TTS Options: Kokoro — Voice AI with Local Models (Chapter 6)

Kokoro provides efficient neural text-to-speech using ONNX runtime, enabling CPU inference without GPU requirements. The model produces natural-sounding English voices with fast generation speed.

Install Kokoro and dependencies:

pip install kokoro-onnx soundfile numpy

Download a voice pack. The repository provides multiple voice variants:

# Download a specific voice
wget https://github.com/remsky/KokoroOnnx/raw/refs/heads/main/voices/af_sarah.onnx

Basic inference pipeline:

import soundfile as sf
from kokoro_onnx import Kokoro

kokoro = Kokoro("kokoro-v1.0.onnx", "af_sarah.onnx")

text = "Hello, this is a voice synthesis test."
audio = kokoro.create(text, voice="af_sarah")

sf.write("output.wav", audio, 24000)

The create() method accepts text with SSML markup for pronunciation control. The English voice library covers American, British, and other regional accents.

Kokoro excels at short-to-medium utterances typical of response-driven conversations. Byte length limitations apply to input text length. Breaking longer texts into sentences and concatenating audio maintains natural prosody.
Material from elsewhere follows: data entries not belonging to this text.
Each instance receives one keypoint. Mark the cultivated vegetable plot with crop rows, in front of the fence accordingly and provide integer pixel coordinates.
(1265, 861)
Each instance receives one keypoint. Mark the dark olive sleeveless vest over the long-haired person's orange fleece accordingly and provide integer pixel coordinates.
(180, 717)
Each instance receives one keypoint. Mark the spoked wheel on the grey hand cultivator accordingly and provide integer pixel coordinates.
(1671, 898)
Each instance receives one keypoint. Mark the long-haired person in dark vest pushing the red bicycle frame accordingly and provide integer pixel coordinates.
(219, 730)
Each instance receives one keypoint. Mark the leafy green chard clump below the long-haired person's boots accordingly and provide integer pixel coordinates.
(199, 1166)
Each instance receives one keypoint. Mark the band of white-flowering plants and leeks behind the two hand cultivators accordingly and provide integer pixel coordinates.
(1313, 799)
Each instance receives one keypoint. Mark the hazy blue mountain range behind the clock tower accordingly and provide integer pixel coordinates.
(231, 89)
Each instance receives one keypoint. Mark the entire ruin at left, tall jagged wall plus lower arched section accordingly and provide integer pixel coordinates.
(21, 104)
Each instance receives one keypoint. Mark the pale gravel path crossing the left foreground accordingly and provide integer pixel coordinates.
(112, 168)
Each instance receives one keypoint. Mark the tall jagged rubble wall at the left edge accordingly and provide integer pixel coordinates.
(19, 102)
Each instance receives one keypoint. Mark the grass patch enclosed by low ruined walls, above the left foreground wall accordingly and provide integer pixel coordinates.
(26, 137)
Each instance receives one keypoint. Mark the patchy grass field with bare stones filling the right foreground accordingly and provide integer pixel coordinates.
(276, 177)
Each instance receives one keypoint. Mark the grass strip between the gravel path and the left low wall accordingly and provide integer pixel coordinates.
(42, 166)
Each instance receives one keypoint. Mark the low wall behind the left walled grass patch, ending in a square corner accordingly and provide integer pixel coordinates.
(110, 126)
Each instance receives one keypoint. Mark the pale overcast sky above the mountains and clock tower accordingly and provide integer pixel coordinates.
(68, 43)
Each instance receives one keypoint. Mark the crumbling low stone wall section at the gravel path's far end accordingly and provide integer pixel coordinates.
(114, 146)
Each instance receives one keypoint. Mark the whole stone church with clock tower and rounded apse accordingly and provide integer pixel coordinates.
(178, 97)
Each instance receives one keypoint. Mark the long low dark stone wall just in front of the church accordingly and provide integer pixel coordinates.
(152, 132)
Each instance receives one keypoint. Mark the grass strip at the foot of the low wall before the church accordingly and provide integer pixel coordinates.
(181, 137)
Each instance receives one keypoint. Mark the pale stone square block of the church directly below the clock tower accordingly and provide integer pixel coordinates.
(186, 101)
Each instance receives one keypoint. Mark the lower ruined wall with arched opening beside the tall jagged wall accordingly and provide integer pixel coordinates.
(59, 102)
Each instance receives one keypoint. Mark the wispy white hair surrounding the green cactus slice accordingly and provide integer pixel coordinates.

Prosody customization through SSML:

<speak>
  <prosody rate="0.9" pitch="-2st">
    This sentence is slightly slower and lower.
  </prosody>
</speak>

Adjusting rate and pitch preserves emotional tone while fitting timing requirements. Experiment with parameter ranges to find natural-sounding settings for specific content types.

Common failure modes involve missing phoneme dictionaries. When unusual words render incorrectly, provide phonetic spelling or use SSML phoneme tags:

<phoneme alphabet="ipa" ph="ˈɛksələn">Excelon</phoneme>

Local verification checkpoint

Run the smallest example from this chapter in a local workspace and record the package version, runtime, data path, and observed output. If the result depends on model size, vector count, CPU/GPU backend, or available memory, note that constraint beside the exercise so the lesson remains reproducible.